Introduction

As early as a century ago, Weber showed that adrenaline applied to the spinal cord of the cat attenuates a thermally evoked withdrawal response. A more extensive study of mechanisms underlying norepinephrine-induced pain suppression did not really start until the 1970s, following the development of several novel adrenergic compounds with a potential for clinical use. The role of various aspects of adrenergic mechanisms in pain control has been reviewed previously by a number of authors. This chapter attempts to present what is currently known on pain modulatory actions of norepinephrine at various levels of the nervous system in physiological and pathophysiological conditions.
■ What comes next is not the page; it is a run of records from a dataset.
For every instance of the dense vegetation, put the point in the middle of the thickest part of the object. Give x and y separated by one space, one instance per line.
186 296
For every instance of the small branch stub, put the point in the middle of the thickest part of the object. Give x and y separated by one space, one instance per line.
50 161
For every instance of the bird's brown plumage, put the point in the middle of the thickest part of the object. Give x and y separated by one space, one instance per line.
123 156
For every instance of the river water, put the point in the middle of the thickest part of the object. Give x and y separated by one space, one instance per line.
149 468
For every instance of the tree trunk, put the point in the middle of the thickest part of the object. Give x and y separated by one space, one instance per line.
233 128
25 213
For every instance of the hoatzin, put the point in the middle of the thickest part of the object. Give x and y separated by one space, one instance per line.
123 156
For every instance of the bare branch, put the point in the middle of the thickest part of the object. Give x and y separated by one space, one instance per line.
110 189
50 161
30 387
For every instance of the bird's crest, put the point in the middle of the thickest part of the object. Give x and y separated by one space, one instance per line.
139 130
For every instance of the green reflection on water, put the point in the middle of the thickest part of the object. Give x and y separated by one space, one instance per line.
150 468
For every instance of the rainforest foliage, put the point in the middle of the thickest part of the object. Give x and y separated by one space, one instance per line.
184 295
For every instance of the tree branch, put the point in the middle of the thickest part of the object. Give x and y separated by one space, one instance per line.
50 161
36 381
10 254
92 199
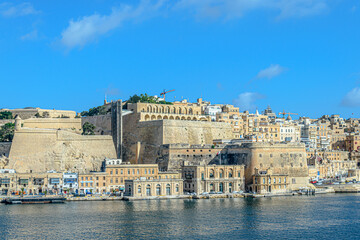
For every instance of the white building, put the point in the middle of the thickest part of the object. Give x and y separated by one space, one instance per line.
290 133
70 182
211 110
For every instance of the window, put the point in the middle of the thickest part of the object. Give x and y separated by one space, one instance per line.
148 190
212 173
168 189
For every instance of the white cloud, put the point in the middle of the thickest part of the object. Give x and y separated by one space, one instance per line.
237 8
270 72
246 101
89 28
352 98
23 9
30 36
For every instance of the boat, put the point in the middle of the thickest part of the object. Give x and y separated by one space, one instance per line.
34 200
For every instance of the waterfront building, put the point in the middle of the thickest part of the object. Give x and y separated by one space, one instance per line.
265 181
166 184
70 182
118 173
213 178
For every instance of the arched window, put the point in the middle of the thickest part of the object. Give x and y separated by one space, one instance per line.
230 173
212 175
158 189
148 190
168 189
221 173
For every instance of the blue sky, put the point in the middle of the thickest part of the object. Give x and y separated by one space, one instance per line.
302 56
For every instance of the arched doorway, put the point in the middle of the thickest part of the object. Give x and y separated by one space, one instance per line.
221 187
158 189
168 189
148 190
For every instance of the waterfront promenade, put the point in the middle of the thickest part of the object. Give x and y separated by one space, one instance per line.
322 216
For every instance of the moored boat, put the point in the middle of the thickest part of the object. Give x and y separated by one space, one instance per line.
34 200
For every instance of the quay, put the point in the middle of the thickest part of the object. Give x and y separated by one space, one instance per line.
34 200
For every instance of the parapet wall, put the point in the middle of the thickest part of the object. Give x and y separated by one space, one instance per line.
53 123
101 122
31 112
41 150
5 148
152 134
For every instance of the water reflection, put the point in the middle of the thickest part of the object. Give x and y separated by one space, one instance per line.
291 217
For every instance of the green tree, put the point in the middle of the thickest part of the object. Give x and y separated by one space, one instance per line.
46 114
7 132
88 129
6 115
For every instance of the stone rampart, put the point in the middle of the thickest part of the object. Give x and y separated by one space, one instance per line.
101 122
53 123
40 150
5 148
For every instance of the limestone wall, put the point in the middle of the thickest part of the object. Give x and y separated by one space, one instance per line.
53 123
28 113
5 148
153 134
4 121
101 122
41 150
287 159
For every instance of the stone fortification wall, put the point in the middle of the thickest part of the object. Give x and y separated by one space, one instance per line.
39 150
53 123
28 113
282 158
5 148
152 134
101 122
4 121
Peripheral mechanisms of noradrenergic pain modulation

Peripheral norepinephrine has only a minor role in modulation of pain in physiological conditions. Administration of norepinephrine in the skin of healthy subjects does not evoke pain, although it may induce a selective hyperalgesia to thermal stimulation. However, in pathophysiological conditions, peripheral norepinephrine has a significant influence on nerve endings mediating pain. This is shown by the finding that administration of norepinephrine in inflamed or neuropathic skin in humans aggravates pain and hyperalgesia.
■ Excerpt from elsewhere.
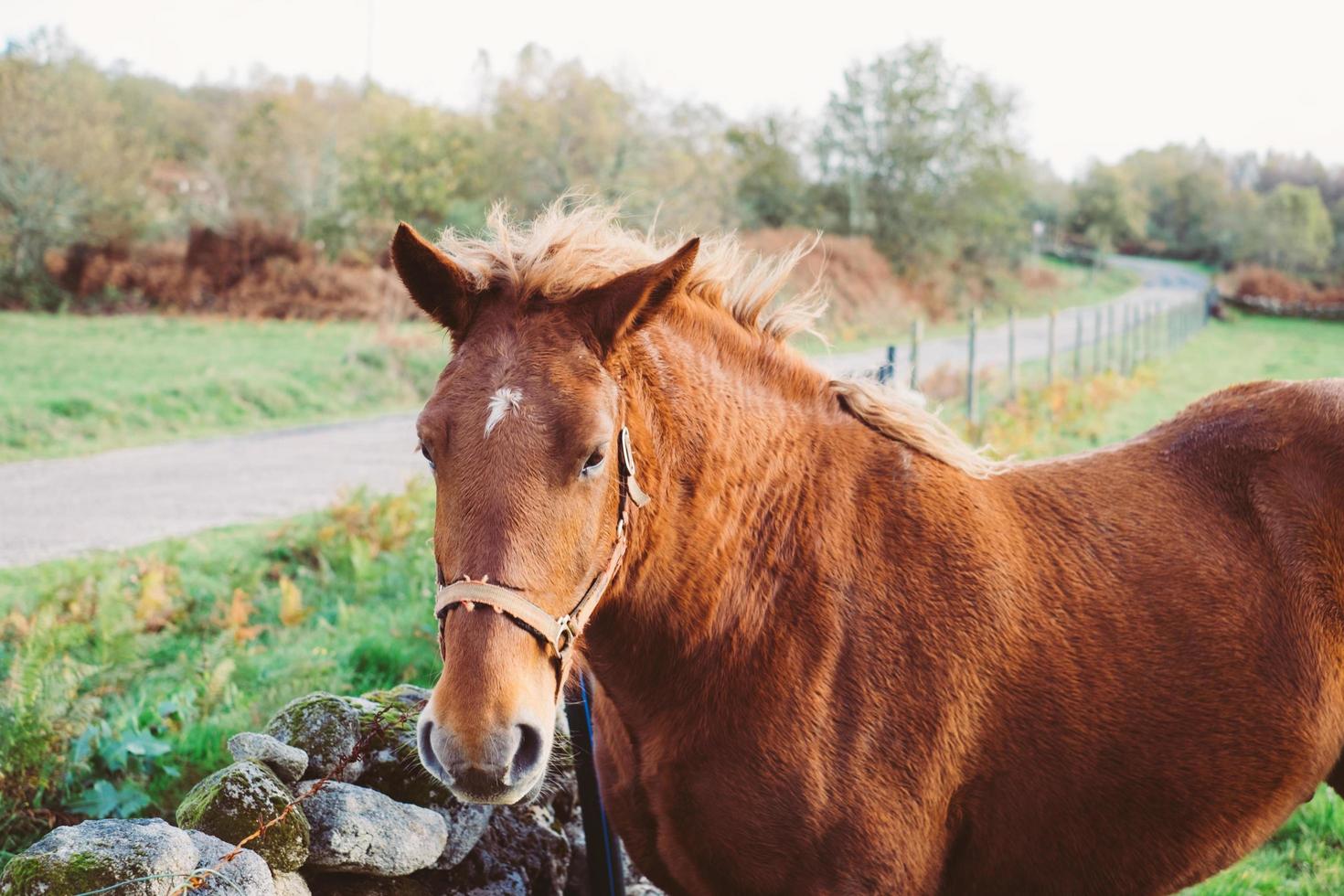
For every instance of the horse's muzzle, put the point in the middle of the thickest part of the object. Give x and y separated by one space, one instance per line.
503 769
Plasticity in peripheral noradrenergic systems following injury or inflammation

In line with psychophysical observations, neurophysiological studies in experimental animals indicate that under physiological conditions nociceptive primary afferent fibers are little, if at all, influenced by norepinephrine, sympathetic stimulation, or synthetic noradrenergic compounds. However, following nerve injury particularly nociceptive C fibers, and to a lesser extent nociceptive A-delta fibers, are excited by norepinephrine and sympathetic stimulation.